= Marilyn L. Flynn =

Former dean of USC School of Social Work

Marilyn Louise Flynn is the former dean of the USC Suzanne Dworak-Peck School of Social Work.

==Education==
From the University of Illinois Urbana-Champaign, Flynn earned a PhD in 1976 and MSW in 1964. In 1960, she earned an AB in history and sociology from Roosevelt University?

==Career==
Between 1992 and 1997, Flynn was Director of the Institute of Public Policy and Social Research as well as Michigan State University’s School of Social Work. She was an associate professor at the University of Michigan School of Social Work between 1985 and 1991.

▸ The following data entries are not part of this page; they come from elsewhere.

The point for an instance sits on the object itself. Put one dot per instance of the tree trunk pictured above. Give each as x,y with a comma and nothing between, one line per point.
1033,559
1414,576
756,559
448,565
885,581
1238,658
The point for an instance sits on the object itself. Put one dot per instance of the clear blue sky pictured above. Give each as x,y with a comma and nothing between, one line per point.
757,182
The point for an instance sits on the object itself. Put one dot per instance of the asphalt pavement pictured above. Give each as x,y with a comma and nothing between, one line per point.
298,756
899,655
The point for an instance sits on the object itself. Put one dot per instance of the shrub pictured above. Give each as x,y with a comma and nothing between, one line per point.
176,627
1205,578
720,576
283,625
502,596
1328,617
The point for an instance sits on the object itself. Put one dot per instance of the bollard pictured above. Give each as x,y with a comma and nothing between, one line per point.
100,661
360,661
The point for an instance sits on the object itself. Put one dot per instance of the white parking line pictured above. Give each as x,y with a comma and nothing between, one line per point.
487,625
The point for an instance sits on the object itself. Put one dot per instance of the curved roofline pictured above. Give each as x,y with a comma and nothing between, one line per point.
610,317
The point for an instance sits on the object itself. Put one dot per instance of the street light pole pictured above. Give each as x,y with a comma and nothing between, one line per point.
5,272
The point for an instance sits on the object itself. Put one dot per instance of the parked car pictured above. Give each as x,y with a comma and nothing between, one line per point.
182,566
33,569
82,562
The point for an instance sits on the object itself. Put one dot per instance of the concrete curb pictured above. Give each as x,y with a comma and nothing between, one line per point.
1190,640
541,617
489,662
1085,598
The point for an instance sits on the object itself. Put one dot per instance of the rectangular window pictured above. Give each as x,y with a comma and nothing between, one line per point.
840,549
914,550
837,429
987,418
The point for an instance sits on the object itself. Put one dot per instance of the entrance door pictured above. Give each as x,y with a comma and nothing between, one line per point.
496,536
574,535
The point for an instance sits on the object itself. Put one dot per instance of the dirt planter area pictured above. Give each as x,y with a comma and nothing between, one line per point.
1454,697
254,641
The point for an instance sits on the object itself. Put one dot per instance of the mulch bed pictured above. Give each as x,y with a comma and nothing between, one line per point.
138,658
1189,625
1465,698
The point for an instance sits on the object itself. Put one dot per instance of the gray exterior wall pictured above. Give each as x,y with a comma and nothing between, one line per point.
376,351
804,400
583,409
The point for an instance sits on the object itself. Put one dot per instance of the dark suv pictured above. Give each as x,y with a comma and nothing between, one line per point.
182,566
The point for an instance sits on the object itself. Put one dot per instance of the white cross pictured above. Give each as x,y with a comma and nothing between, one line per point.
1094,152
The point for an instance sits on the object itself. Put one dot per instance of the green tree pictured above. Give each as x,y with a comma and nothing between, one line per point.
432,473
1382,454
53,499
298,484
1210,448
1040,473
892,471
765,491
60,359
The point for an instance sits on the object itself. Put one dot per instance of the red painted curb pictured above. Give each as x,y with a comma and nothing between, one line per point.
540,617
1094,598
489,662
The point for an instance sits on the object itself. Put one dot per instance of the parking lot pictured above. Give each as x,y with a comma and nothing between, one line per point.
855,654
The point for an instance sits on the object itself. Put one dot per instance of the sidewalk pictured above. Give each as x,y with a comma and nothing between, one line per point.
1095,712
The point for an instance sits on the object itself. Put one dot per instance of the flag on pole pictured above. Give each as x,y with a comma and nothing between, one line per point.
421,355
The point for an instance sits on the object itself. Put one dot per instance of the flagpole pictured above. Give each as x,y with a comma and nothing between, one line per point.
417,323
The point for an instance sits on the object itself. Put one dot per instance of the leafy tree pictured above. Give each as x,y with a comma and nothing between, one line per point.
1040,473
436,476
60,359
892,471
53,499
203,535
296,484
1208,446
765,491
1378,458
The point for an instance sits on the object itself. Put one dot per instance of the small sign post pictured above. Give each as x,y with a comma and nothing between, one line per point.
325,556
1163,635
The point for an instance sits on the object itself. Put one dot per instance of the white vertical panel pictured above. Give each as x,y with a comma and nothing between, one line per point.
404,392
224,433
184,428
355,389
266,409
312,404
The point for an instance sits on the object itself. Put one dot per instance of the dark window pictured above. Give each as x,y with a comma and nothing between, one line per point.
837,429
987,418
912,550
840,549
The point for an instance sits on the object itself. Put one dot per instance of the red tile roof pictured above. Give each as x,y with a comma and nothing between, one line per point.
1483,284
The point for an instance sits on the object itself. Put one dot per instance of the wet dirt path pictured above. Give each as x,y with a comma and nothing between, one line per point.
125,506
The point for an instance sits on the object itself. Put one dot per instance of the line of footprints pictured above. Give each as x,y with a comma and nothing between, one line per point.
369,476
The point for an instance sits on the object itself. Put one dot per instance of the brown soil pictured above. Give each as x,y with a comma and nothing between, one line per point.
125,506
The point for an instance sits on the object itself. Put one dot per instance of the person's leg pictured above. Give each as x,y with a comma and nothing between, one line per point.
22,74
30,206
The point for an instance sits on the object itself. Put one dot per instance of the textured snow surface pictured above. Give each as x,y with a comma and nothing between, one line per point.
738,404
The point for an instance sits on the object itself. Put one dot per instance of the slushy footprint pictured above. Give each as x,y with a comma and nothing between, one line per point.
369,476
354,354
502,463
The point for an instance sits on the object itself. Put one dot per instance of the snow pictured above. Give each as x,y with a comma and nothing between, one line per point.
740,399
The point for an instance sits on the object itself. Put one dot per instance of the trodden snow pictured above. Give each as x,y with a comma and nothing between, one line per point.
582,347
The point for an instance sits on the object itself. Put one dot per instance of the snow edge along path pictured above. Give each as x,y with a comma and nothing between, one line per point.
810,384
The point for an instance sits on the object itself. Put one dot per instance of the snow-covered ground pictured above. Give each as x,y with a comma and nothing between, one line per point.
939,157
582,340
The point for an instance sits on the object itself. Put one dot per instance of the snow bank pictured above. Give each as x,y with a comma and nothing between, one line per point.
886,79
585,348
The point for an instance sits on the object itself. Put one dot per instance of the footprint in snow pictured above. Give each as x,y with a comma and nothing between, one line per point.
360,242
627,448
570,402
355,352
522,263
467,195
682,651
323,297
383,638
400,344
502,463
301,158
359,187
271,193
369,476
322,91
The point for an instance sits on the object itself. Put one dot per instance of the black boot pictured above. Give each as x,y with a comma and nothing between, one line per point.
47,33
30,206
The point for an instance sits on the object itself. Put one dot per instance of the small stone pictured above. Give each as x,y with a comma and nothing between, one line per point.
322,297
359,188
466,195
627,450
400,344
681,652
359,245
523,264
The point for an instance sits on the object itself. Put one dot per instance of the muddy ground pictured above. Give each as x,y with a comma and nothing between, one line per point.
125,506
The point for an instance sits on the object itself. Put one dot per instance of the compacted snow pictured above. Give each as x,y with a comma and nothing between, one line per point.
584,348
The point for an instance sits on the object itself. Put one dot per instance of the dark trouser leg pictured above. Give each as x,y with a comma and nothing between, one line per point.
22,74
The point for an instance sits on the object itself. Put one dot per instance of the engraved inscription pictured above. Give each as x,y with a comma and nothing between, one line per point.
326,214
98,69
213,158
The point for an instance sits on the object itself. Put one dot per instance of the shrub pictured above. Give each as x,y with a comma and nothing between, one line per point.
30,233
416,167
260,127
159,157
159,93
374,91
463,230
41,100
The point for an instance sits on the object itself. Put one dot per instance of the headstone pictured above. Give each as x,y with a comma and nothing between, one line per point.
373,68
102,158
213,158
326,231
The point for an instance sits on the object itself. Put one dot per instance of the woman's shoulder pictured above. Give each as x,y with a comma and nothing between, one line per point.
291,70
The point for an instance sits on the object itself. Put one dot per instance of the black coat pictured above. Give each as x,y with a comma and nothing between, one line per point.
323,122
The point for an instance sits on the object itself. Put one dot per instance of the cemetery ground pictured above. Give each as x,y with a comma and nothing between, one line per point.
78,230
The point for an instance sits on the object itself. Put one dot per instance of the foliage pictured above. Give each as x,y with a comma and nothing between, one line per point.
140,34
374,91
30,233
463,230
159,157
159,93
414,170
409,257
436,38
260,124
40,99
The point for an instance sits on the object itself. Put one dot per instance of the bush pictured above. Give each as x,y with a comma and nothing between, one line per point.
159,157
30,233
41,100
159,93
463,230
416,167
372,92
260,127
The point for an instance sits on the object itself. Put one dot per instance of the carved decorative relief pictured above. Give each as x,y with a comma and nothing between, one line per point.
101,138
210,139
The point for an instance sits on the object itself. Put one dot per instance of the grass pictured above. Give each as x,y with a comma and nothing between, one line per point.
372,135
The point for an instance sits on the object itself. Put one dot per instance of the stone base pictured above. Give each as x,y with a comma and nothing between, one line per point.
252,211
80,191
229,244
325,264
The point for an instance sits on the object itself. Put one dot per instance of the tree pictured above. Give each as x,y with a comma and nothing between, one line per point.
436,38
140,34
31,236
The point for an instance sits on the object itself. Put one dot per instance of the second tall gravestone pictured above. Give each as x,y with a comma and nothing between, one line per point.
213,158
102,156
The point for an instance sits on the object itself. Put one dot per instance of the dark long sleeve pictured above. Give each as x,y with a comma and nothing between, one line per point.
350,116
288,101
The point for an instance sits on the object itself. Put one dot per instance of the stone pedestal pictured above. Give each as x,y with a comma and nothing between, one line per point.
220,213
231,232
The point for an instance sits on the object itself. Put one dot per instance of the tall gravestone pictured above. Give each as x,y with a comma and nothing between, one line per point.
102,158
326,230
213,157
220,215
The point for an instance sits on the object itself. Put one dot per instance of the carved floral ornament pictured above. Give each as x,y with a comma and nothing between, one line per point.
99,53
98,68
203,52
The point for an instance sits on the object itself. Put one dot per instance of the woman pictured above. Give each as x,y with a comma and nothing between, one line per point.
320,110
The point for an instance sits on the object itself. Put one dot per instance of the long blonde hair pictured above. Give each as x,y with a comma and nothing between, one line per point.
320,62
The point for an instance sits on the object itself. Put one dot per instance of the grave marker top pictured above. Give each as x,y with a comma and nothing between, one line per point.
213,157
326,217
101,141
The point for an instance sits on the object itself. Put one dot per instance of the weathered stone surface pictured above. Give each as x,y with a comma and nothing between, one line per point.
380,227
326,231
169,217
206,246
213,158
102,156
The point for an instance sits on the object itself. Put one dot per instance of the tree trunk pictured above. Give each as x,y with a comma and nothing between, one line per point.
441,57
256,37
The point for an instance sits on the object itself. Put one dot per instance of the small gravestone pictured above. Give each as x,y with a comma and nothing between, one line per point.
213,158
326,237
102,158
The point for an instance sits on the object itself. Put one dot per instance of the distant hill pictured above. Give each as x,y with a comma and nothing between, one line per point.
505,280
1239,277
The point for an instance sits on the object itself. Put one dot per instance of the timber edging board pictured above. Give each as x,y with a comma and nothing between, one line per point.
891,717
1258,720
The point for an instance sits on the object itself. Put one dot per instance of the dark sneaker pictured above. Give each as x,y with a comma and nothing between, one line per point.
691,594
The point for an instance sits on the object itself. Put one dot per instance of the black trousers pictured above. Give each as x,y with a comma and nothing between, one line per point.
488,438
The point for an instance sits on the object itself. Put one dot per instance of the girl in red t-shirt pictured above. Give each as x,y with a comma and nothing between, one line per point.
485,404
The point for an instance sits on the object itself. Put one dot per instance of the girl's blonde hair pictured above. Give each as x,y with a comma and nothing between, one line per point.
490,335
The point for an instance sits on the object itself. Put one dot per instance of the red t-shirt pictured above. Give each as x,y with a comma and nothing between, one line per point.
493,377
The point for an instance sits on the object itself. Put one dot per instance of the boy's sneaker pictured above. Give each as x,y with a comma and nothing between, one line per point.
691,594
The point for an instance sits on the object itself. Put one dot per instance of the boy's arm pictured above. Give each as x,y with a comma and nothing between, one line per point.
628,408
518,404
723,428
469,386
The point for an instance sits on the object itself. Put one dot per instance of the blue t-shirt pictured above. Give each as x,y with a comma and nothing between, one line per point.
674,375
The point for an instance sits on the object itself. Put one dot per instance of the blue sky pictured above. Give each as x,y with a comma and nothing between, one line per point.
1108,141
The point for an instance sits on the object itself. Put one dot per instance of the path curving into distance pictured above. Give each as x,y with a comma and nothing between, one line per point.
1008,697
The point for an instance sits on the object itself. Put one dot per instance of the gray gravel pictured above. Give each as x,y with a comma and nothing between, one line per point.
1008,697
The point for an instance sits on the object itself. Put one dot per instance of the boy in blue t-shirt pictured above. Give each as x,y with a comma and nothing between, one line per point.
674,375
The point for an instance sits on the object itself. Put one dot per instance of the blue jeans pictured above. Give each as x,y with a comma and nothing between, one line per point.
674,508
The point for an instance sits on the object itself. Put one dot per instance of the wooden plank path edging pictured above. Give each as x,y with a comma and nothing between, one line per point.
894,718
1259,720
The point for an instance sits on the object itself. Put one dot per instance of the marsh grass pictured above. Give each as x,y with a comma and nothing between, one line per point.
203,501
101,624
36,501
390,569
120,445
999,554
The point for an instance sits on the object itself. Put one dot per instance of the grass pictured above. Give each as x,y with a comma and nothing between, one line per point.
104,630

Flynn was appointed USC Dean in 1997 and was only the second woman to hold that position. She established new graduate academic centers in West Los Angeles and San Diego, began a web based Master of Social Work program in 2010, began the first military social work specialization and created the first career services program for social workers.

===Awards and honors===
Flynn has received the international Sarnat Prize for Advancement of Social Work and in 2015, the USC Provost’s Inaugural Prize for Innovation in Educational practice.

==Bribery case==
Between 1997 and 2018, Flynn was a USC dean and tenured professor. In 2018, Los Angeles City Councilman Mark Ridley-Thomas, through his political campaign fund, gave $100,000 to Flynn’s school. The school then passed the money on to a think tank connected to the councilman’s son, Sebastian Ridley-Thomas. In June 2018, the school reported their concerns over possible inappropriate financial transactions to legal authorities. Flynn subsequently resigned in disgrace.

In 2022, Flynn agreed to plead guilty to federal bribery charges and was sentenced in June 2023 to three years probation and $150,000 in fines. Ridley-Thomas was sentenced to 42 months in prison.